Uganda: Barred from seeing 20 prisoners, lawyers seek their release

Gay-friendly lawyers hope to win release next week for the 20 imprisoned members of the LGBT community awaiting trial on charges of enabling the spread of Covid-19 by living together in an LGBT homeless shelter. But so far Uganda’s strict measures to limit the spread of Covid-19 have stymied the lawyers’ attempts to see the men at Kitalya Prison.


From the African Human Rights Media Network


Uganda’s Kitalya Prison, which has just opened.

The 20 prisoners were among the 23 arrested March 29 at the shelter run by Children of the Sun Foundation Uganda (Cosf Uganda). Three reportedly were released on police bond — two for medical reasons and a nurse who was providing medical care at the shelter.

After a brief court appearance on March 31, the other 20 were sent to prison to await a further court hearing on April 29.

Lawyers for the LGBT advocacy organization HRAPF (Human Rights Awareness and Promotion Forum) are working to get the prisoners freed on bail next week.

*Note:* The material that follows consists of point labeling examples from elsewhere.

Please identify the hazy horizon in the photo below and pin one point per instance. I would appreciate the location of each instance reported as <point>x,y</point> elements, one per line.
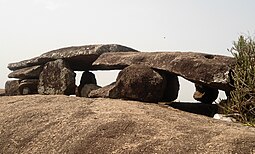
<point>32,27</point>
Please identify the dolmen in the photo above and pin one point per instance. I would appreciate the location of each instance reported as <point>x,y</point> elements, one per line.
<point>144,76</point>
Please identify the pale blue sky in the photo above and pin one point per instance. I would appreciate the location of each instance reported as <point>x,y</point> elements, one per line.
<point>29,28</point>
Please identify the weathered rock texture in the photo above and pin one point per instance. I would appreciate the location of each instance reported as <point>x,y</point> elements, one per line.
<point>86,78</point>
<point>12,88</point>
<point>29,86</point>
<point>57,78</point>
<point>139,82</point>
<point>80,58</point>
<point>103,92</point>
<point>172,87</point>
<point>205,69</point>
<point>27,73</point>
<point>205,94</point>
<point>62,124</point>
<point>87,88</point>
<point>2,92</point>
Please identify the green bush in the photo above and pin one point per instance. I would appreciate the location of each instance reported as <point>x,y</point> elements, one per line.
<point>241,104</point>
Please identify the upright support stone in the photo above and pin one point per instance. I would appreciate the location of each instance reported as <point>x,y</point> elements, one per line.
<point>139,82</point>
<point>29,86</point>
<point>57,79</point>
<point>86,78</point>
<point>205,94</point>
<point>12,88</point>
<point>172,87</point>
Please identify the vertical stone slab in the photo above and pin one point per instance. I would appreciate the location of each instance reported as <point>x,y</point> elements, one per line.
<point>57,78</point>
<point>29,86</point>
<point>205,94</point>
<point>86,78</point>
<point>172,87</point>
<point>12,88</point>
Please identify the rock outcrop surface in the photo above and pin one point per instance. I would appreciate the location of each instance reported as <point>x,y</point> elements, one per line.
<point>62,124</point>
<point>205,69</point>
<point>57,78</point>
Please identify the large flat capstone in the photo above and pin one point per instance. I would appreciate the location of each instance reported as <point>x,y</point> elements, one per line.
<point>204,69</point>
<point>80,58</point>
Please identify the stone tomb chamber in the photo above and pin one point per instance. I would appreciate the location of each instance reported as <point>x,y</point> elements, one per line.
<point>144,76</point>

The lawyers cannot move about as usual because all public transport and private cars are banned in order to combat Covid-19. To reach LGBT clients, HRAPF lawyers have switched to riding bicycles and motorcycles, which are allowed during the lockdown.

However, they do not yet have approval to enter Kitalya Prison, which is about 55 kilometers northwest of central Kampala.

HRAPF today issued this announcement about the situation:

HRAPF logo

By way of further update to this case, we have been unable to reach the clients in prison. We initially went to Kitalya Prison and the Officer in Charge denied having the 20 in custody. They suggested Kabasanda Prison where we also went but the 20 were not in any of the records. We reached Kitalya Prison again and the Officer in Charge confirmed having the 20 in custody but that no visitors including lawyers were allowed except with the permission of the Commissioner General of Prisons.

Today, we submitted our application to visit the clients to the Commissioner General of Prisons who was not in office. We were promised a response on Monday. However, we were reliably informed that getting access to the prison may be difficult at the moment as lawyers and visitors are not allowed for fear of spreading COVID-19 in the prisons.

We have therefore decided to apply for a production warrant on Monday before Nsangi Chief Magistrates Court so that we can apply for bail for the clients. We have already started now working to secure sureties for them, a process that is also quite long and usually difficult.

We believe that if the courts do allow our application, they should be out of prison by the end of the week.